The very first step in NLP is to have a POS tagger, that is, something tagging every word in a sentence with its part-of-speech (verb, noun, pronoun, adjective, adverb, etc). Having this allows to have another features that will allow higher level model to generalize more easily (like "oh, this word is a noun. Even if I never saw this word before, I know that this sentence is synctactically correct") and with less data.
One might at first think that this is not even an issue: look at the dictionnary entry for this word. Sadly, language is highly ambiguous. Let's consider "Je commande" (I order) and "une commande" (an order); depending on the context, "commande" is either a noun or a verbal form. Thankfully, french is much more morphologically rich than english, which makes it a less ambiguous language and provides more patterns in the words to guess their POS (like a word ending in "ly" is most likely an adverb).
Alright, let's brainstorm for a little, and see what kind of clues we can have to guess a word's POS. in machine learning terminology, that's called "features".
- hopefully, we already know the word, and this word will have a clear frequential dominance of one its many possible POS. For instance, the determiner "la" is ambiguous with "LA" (Los Angeles), but the determiner occuring much more than the city, always tagging it as the determiner will fail in only very few cases. Same applies for the "est" (a form of "être"/"be") and "est", the latin locution.
- Case would also help disambiguate the LA case. So, keeping the shape is a good feature. We'll unlikely to know every city and possible name and every organisation etc, then something starting with a capitalized letter is actually a good indication to tag it as a proper noun.
- If we don't know the word, we can use some morphological features of french. Suffixes like "er", "é", "ées", "ée", "eindre", "oindre", "ir", "issons", "issez", "ent" are very strong features.
- Same applies for prefixes.
Great. But they're another question. More than one, actually. How much can I trust every of these features? What are their relative levels of confidence?
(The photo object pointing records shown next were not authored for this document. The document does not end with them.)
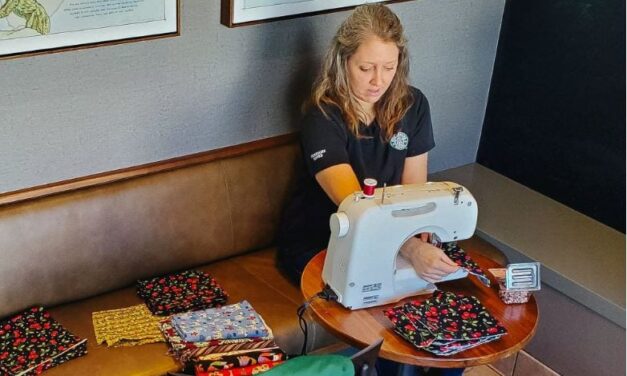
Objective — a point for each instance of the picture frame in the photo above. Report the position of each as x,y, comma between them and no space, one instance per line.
59,25
236,13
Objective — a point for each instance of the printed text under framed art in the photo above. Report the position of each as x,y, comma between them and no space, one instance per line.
30,27
245,12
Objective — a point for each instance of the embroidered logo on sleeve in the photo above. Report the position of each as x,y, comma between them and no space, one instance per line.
317,155
399,141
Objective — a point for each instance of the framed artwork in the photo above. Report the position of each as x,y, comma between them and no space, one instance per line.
39,26
245,12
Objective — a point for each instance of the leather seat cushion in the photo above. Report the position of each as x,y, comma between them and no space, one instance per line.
251,276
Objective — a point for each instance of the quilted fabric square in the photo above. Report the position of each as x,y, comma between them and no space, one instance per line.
189,351
127,326
239,320
32,342
181,292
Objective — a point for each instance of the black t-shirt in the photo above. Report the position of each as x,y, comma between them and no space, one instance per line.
326,141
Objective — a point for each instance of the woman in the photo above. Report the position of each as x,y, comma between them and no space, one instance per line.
363,120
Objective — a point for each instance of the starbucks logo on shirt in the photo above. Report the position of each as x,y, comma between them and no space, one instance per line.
399,141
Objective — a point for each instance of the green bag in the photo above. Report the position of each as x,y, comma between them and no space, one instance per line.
314,365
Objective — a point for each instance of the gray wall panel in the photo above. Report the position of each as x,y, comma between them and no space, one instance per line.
77,113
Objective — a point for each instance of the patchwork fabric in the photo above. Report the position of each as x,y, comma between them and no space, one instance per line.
181,292
242,371
127,326
32,342
242,358
459,256
188,351
233,321
445,323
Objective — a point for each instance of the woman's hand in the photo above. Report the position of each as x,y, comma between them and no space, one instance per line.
430,263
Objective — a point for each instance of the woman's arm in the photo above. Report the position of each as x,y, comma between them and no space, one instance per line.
338,182
415,170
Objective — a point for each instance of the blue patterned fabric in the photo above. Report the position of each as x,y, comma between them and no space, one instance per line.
233,321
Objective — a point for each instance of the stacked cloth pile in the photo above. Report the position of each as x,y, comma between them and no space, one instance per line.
230,340
446,323
32,342
181,292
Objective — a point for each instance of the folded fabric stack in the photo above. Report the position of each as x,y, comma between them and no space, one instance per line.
127,326
230,340
181,292
445,323
32,342
459,256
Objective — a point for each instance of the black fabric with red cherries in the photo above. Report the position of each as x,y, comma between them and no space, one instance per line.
459,256
446,323
181,292
32,342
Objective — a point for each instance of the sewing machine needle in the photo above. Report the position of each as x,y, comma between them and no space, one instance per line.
383,193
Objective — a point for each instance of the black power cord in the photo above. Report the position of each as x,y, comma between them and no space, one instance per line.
326,294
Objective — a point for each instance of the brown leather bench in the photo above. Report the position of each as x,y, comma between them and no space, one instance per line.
77,251
79,246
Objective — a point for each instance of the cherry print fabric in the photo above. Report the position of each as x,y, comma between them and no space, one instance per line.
32,341
445,323
186,291
459,256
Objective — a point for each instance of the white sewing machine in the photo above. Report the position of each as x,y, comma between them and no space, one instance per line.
363,266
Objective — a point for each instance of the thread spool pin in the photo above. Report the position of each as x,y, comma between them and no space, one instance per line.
369,186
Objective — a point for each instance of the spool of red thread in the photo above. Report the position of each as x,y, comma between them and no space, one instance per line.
369,186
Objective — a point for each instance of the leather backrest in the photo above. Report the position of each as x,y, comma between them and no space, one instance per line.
78,244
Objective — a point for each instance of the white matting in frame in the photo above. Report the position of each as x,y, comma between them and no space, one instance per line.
29,26
255,10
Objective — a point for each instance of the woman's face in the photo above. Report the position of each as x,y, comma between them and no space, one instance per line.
371,70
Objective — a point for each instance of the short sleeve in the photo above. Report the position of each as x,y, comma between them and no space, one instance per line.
324,141
419,127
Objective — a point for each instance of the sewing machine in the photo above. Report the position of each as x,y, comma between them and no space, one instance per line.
363,266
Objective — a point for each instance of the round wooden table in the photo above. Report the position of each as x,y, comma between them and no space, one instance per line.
362,327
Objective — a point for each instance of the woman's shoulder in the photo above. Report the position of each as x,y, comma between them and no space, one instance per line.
417,95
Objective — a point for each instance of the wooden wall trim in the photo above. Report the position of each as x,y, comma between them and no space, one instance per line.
142,170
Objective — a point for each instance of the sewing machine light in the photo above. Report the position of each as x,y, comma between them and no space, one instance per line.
339,224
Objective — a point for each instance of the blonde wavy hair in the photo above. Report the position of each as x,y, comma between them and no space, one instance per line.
332,85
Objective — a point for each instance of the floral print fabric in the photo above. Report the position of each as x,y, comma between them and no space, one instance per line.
233,321
238,359
445,323
181,292
190,351
459,256
127,326
32,342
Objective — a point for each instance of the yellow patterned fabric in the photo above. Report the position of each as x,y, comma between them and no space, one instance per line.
127,326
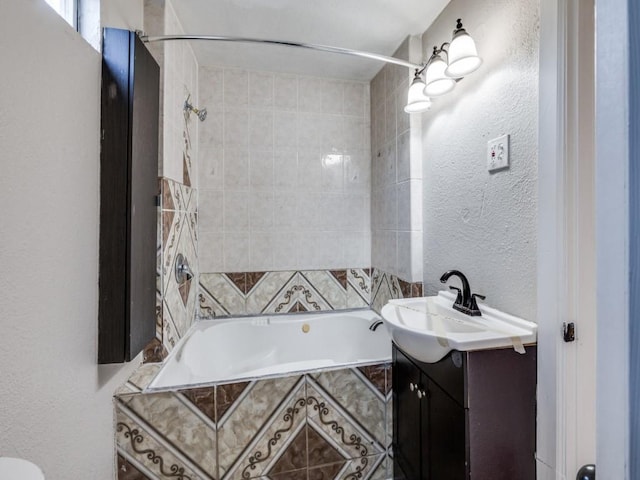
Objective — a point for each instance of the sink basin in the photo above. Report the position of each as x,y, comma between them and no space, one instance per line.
427,328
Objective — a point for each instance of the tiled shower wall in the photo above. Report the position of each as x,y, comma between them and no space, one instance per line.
396,190
284,176
333,425
178,219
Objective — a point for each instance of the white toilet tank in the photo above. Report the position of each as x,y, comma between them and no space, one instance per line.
19,469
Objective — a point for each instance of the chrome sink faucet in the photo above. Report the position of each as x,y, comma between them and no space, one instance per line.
465,300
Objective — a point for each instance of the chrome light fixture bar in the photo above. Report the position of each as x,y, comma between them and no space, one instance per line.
309,46
441,76
462,59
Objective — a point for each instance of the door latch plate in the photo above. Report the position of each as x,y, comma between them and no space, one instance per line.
569,332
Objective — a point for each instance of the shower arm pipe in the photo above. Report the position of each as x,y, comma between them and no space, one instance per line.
309,46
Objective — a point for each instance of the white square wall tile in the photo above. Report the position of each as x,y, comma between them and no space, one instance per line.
354,133
210,207
357,249
332,172
236,168
261,210
285,92
285,169
210,87
261,89
210,252
284,250
261,128
354,99
320,250
285,129
311,129
285,211
236,87
309,170
405,213
310,94
404,156
236,128
332,96
389,208
357,171
236,252
236,211
261,169
210,168
410,256
261,252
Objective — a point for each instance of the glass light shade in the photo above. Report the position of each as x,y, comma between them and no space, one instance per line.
437,82
463,56
417,101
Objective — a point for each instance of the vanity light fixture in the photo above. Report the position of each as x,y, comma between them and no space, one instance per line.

I mean, I believe they help. I don't know how if I'm right, and if I am, I don't know how much. A "ement" prefix is alwyas an adverb (tbh, I just don't have any counter example on top of head right now), while "er" is super often discriminative to infinitive verbs, but one counter example could be the adjective "léger" (not heavy), so we're slightly less confident in this one.
How to choose those confidence levels? That's where we start to apply machine learning.